Apabila ujung jarum sudah mencapai ligamentum flavum, tekanan pada spuit harus
dibuat sedemikian rupa sehingga hanya gelembung udara yang tertekan dan salin
tidak masuk jaringan. Tetapi, bila gelembung tidak dapat ditekan tanpa mendorong
salin, kemungkinan besar ujung jarum tidak berada dalam ligamentum flavum. Ujung
jarum mungkin masih berada di ligamentum interspinosus atau tidak berada di garis
tengah (otot paraspinosus). Untuk membedakan di antara dua kemungkinan itu, kita
dapat memajukan jarum dan spuit beberapa milimeter dengan hati-hati untuk
terfiksasi pada ligamentum flavum. Apabila masih tidak mungkin menekan
gelembung, tarik jarum sampai ke jaringan subkutan kemudian masukkan kembali
dengan arah berbeda.
Ketika ligamentum flavum teridentifikasi, jatum dimajukan perlahan dengan
tangan non dominan sementara tangan dominan menjadi tekanan konstan dengan
spuit. Jangan memajukan jarum dengan tangan menekan pangkal spuit karena
berakibat arah jarum tidak dapat di kendalikan. Apabila ujung jarum telah masuk
keruangan epidural, akan terdapat kehilangan hambatan yang tiba-tiba sehingga salin
akan terdorong masuk. Injeksi salin kedalam ruangan epidural terasa nyeri bagi pasien
oleh karena itu pasien diberitahu sebelumnya. Apabila jarum mengarah miring melalui
ligamentum flavum, mungkin ujung jarum akan berada di otot para spinosus.
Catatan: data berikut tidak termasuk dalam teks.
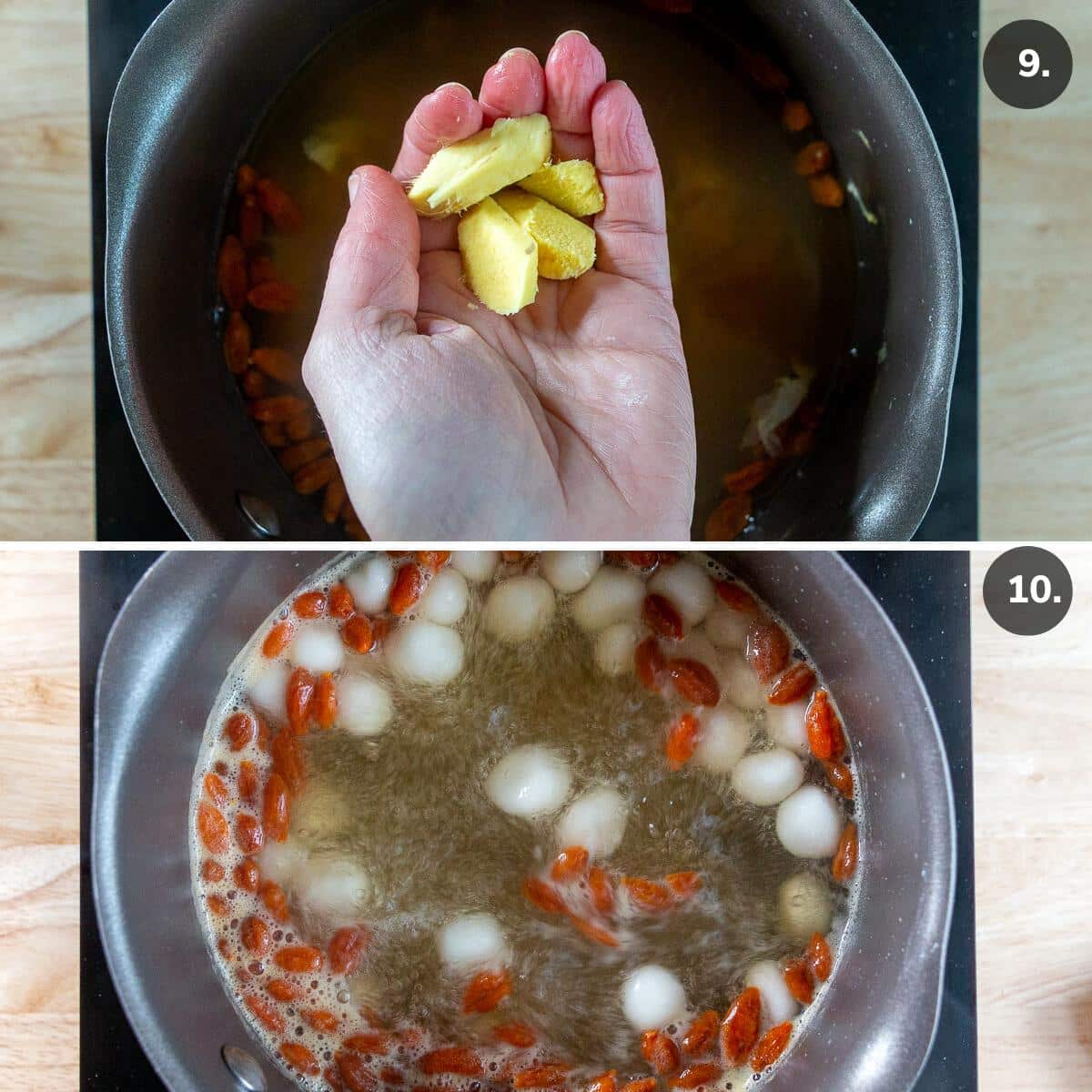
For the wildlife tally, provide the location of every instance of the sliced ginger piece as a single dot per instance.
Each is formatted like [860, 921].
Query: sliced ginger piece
[566, 246]
[500, 259]
[463, 174]
[572, 186]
Kehilangan hambatan yang terjadi pada kejadian ini mungkin tidak sedramatis. Untuk
membedakannya kita dapat menginjeksikan sekitar 0,5 ml udara melalui spuit.
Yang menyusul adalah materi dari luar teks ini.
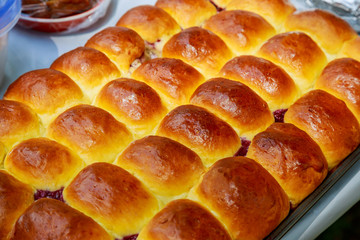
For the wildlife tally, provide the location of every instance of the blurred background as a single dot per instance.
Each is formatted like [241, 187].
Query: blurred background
[345, 228]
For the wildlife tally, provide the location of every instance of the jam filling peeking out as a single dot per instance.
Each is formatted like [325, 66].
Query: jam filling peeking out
[58, 194]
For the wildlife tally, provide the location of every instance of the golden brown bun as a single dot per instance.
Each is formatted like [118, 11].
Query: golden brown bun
[244, 197]
[236, 104]
[242, 31]
[88, 67]
[113, 197]
[188, 13]
[152, 23]
[91, 132]
[220, 3]
[2, 154]
[268, 80]
[341, 78]
[351, 49]
[120, 44]
[199, 48]
[327, 29]
[134, 103]
[15, 197]
[43, 163]
[184, 220]
[207, 135]
[292, 158]
[52, 219]
[18, 122]
[46, 91]
[298, 54]
[329, 122]
[167, 167]
[274, 11]
[172, 78]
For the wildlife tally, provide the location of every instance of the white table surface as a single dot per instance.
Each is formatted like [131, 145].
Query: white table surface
[29, 50]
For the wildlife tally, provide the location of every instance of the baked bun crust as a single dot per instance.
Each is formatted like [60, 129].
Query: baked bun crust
[242, 31]
[173, 79]
[298, 54]
[134, 103]
[15, 197]
[184, 220]
[268, 80]
[91, 132]
[341, 78]
[52, 219]
[322, 26]
[113, 197]
[46, 91]
[274, 11]
[329, 122]
[188, 13]
[244, 197]
[88, 67]
[236, 104]
[152, 23]
[17, 122]
[58, 164]
[203, 132]
[292, 158]
[189, 46]
[167, 167]
[351, 49]
[120, 44]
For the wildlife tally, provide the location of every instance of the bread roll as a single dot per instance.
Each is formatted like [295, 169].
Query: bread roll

Apabila ujung jarum telah berada diruangan epidural maka injeksi udara tidak akan
mengalami hambatan sementara otot paraspinosus akan memberikan hambatan.
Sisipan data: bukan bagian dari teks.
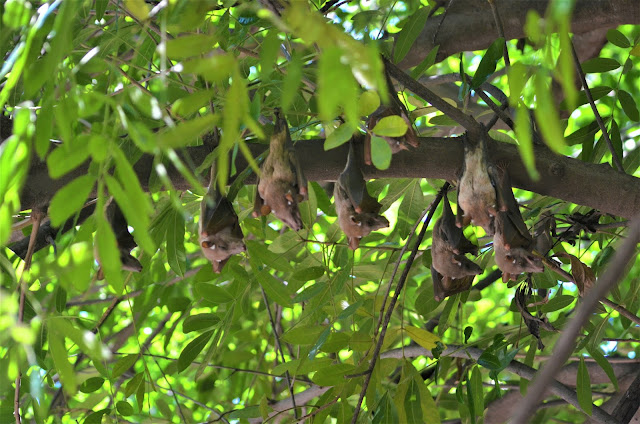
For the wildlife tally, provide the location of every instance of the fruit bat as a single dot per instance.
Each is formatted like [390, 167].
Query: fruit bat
[512, 243]
[358, 212]
[220, 232]
[395, 107]
[478, 202]
[282, 183]
[452, 272]
[124, 239]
Setelah ujung jarum mencapai ruangan epidural, hentikan laju jarum. Karena
saat itu mungkin saja dura menonjol ke subaraknoid akibat tekanan jarum dan maju
lebih lanjut lagi artinya beresiko merobek dura, dikena; dengan nama wet tap. Setelah
spuit dilepaskan dari jarum, cairan akan keluar dari pangkal jarum. Cairan ini
biasanya salin yang mengalir keluar dari ruangan epidural. CSS mungkin saja
mengalir keluar apabila ujung jarum berada diruangan subaraknoid. CSS dapat
dibedakan karena akan mengalir lebih cepat melebihi jumlah salin yang dimasukan
setelah terjadi kehilangan hambatan. CSS juga terasa lebih hangat dan juga positif bila
dilakukan tes glukosa.
Bila menggunakan teknik injeksi tunggal, anestesi lokal untuk dosis uji
diberikan untuk memastikan tidak terjadi kesalahan penempatan di IV maupun di
subaraknoid. Setelah dosis uji terbukti negatif, anestetik lokal harus diberikan

bertahap (setiap 5ml) dengan kecepatan 0,5-1 ml/detik. Injeksi perlahan dan bertahap
akan mengurangi nyeri saat penyuntikan dan mampu mendeteksi reaksi yang terjadi
apabila terjadi penempatan di subaraknoid atau intravena sebelum seluruh dosis
diberikan.
Penggunaan kateter untuk anestesi epidural memberikan fleksibelitas yang
lebih besar dibandingkan teknik injeksi tunggal karena kateter dapat digunakan untuk
memperpanjang blokade yang terlalu singkat, menambah blok yang terlalu rendah,
dan anelgesia pascabedah. Kerugiannya, kateter dapat bergeser ke vena epidural,
keruangan subaraknoid atau keluar melalui foramen intervetebralis. Penggunaan
kateter juga dapat menghasilkan blok epidural unilateral akibat pergeseran ujung
katerter keruangan epidural anterior atau ke foramen intervetebralis.